Everything else will work itself out.

October 1, 2016

Angels Save Lot from the Rabble

Gen 19:6 - 16

Gen 19:6 – 16

What was it like to be a Sodomite? What did this rabble of men want from strangers – mere passersby? Could it only be a matter of perversion? And if this is the way of Sodom, what is Lot doing there?   It’s really hard to relate to this – is the caricature in my mind or actually in the Word?

Fear and desire are so closely related that they sometimes seem interwoven to me. Hate and objectification are unfriendly familiar but somehow curiously like desire and lust.

Hospitality is the stuff of community. Surrounding the stranger with a hope.

The juxtaposition of inhospitable and welcoming – using and loving – hating and saving makes stark the good from the evil. Though I haven’t done “that”, I have shown myself inhospitable, a user of people, a hater. So even Lot, whom I’ve always been more inclined to disdain than to revere, has something to teach me.

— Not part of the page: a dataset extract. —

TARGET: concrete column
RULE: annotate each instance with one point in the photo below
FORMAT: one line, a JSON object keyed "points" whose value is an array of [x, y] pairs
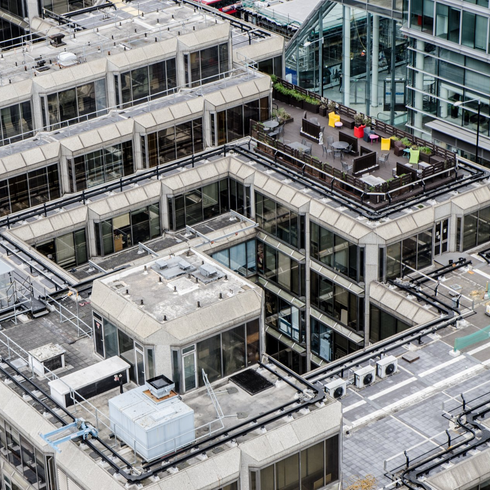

Perhaps I’ll share my table tonight with a stranger.

Lord give me freedom.

September 30, 2016

Lot Entertains Angels

Gen 18:31 - 19:5

Gen 18:31 – 19:5

The angels mean to find out what these Sodomites are all about – if the report of them is true.  Sleeping in the town square without protection should do the job.

I wonder how angels would fare in my town.  There is blood even on my street corner.  I have a sad suspicion it might not be better for angelic visitors today.

In protecting angels, Lot made his family candidates for salvation.

Vulnerability – it didn’t come without a cost.